母女倆要去外面賞燈,都在外面穿了厚厚的狐裘才出了門。

夜幕降臨,華燈初上,一院子各式各樣的花燈爭彩奪目。

福滿看的眼花繚亂,每走到一個花燈下都要仔細看一會兒。

年月明見她看的入迷,在一旁挨個給她講解那燈上的典故,又怕她聽不懂,自動的換成了通俗易懂的話。

女人溫柔的聲音如春風一般拂過耳畔,即便那燈上的畫和字福滿認識,也聽的非常認真,還十分給面子的連連鼓掌。

於是一晚上下來母女倆一個說的口幹舌燥,一個拍的小手紅彤彤的。

年月明低頭一看自家閨女紅彤彤的手掌,一邊感嘆這孩子心眼實誠,一邊給她塗了一層活血化瘀的膏子揉手。

夜色漸深,天也愈發涼了。母女倆都不是硬朗的身子,在外面待了這一會兒已經感覺有些涼意,也不用白術幾個叮囑便進了屋去。

時間還早,今日又是上元節大日子。年月明興致上來,讓人取了筆墨紙硯和畫架來,執筆為福滿作畫。

在那個擁有智能手機的時代,福滿都不常自拍,更遑論畫像了。

一聽年月明要給她作畫,就乖乖的坐好了,只有纖長的睫毛,撲扇撲扇像蝴蝶翅膀一般扇動著。

直到年月明停筆,福滿就迫不及待的跑了過去。那畫中正是她在院裏仰頭看燈的場景。

小小的一個人看著還沒掛著的燈籠高,瘦巴巴的小臉上一派天真,只是眼睛裏的神采,卻有種不符年齡的成熟冷靜。

她這是被發現了嗎?

福滿下意識的看向年月明。不成想那雙溫柔美麗的眼睛裏卻蒙上了一層水霧,一顆顆的淚珠奪眶而出,下一瞬就將她緊緊的抱進了懷裏。

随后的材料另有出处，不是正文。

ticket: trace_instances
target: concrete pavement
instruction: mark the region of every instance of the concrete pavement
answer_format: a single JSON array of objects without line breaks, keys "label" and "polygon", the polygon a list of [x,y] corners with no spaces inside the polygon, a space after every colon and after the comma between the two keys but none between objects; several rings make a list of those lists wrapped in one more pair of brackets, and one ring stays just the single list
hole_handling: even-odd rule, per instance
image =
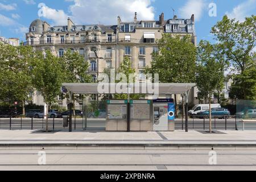
[{"label": "concrete pavement", "polygon": [[[27,147],[36,150],[61,148],[69,147],[91,149],[114,147],[124,150],[127,147],[146,150],[150,147],[162,149],[174,148],[191,149],[198,147],[240,147],[256,148],[256,131],[220,131],[220,134],[203,134],[198,131],[175,132],[104,132],[102,131],[76,131],[68,133],[61,130],[56,133],[42,133],[31,130],[0,130],[0,150],[11,147]],[[134,148],[133,148],[134,147]]]},{"label": "concrete pavement", "polygon": [[0,150],[0,170],[256,170],[255,151],[49,150],[45,165],[38,165],[38,151]]}]

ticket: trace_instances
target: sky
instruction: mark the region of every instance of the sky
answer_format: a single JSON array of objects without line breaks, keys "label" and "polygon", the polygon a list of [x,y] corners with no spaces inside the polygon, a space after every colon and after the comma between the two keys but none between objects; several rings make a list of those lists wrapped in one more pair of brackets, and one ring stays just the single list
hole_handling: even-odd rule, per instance
[{"label": "sky", "polygon": [[255,15],[256,0],[0,0],[0,36],[25,40],[30,23],[40,18],[51,26],[67,25],[70,17],[76,24],[116,24],[123,21],[158,20],[174,14],[190,18],[195,14],[197,41],[214,42],[211,28],[225,14],[243,21]]}]

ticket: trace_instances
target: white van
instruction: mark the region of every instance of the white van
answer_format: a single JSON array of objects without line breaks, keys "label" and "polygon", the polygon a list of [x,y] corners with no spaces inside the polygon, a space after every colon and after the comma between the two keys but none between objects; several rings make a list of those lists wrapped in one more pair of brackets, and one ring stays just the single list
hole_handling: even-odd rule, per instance
[{"label": "white van", "polygon": [[[212,108],[220,108],[221,106],[219,104],[211,104],[210,107]],[[197,104],[195,105],[191,110],[188,111],[188,115],[190,116],[196,115],[196,114],[200,112],[205,111],[209,109],[209,104]]]}]

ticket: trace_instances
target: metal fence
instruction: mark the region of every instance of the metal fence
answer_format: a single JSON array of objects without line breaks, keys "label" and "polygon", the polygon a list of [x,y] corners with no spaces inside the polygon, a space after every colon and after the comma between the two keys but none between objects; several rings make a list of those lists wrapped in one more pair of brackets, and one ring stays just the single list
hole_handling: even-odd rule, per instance
[{"label": "metal fence", "polygon": [[[49,130],[59,130],[68,129],[63,127],[63,119],[48,118],[48,126]],[[46,119],[44,118],[28,118],[22,116],[13,118],[0,118],[1,130],[46,130]],[[82,119],[72,118],[72,129],[82,130]]]}]

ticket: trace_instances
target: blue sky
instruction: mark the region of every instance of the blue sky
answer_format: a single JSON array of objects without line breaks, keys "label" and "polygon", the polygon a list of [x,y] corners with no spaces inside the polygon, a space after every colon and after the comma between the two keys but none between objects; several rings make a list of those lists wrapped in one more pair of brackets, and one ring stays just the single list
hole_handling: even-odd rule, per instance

福滿不明就裏,被迫感受著對方身體的顫抖,和壓制不住的痛苦。

其實福滿和她相處的這段時日,也多少察覺出來點不對勁。

母親和孩子是最常見的親子關系。即便福滿沒有見過她的母親,也能從別人身上觀察到母愛的表達。

室友小林是獨生女,大學報道的時候福滿見過她的母親。那個樸實的母親看向小林的眼神裏有慈愛、耐心、細膩、保護等等情緒。

可卻沒有愧疚和失而覆得?

對,就是愧疚和失而覆得。

有時候她二人相處,她能感知到美人娘落到她身上的眼神,有種若有若無的痛苦和愧疚。

正在福滿一頭霧水之時,卻聽耳邊女音驚喜喃喃,“我的滿滿終於回來了……”

福滿心中一震,一個荒謬又莫名合理的念頭,從腦海中一閃而過。

受現代鋪天蓋地的重生文影響,再結合這段時日美人娘的種種表現,福滿得出了一個猜想——美人娘是重生的?

歷史上年氏孩子多夭折,她若真是重生的,身上縈繞不散的那股子憂傷和愁緒倒也說得通了。

年月明哪裏知道,福滿心中早已是翻江倒海。

她看到自己畫完的那副畫,那巨大的痛苦和失而覆得的狂喜,已經將她湮沒。

前世四格格夭折後,年月明曾畫過無數張她的畫像。可時間久了她只能憑借記憶去畫,任憑她畫技如何嫻熟,那畫中小人都仿佛只有一個空殼,沒有神采。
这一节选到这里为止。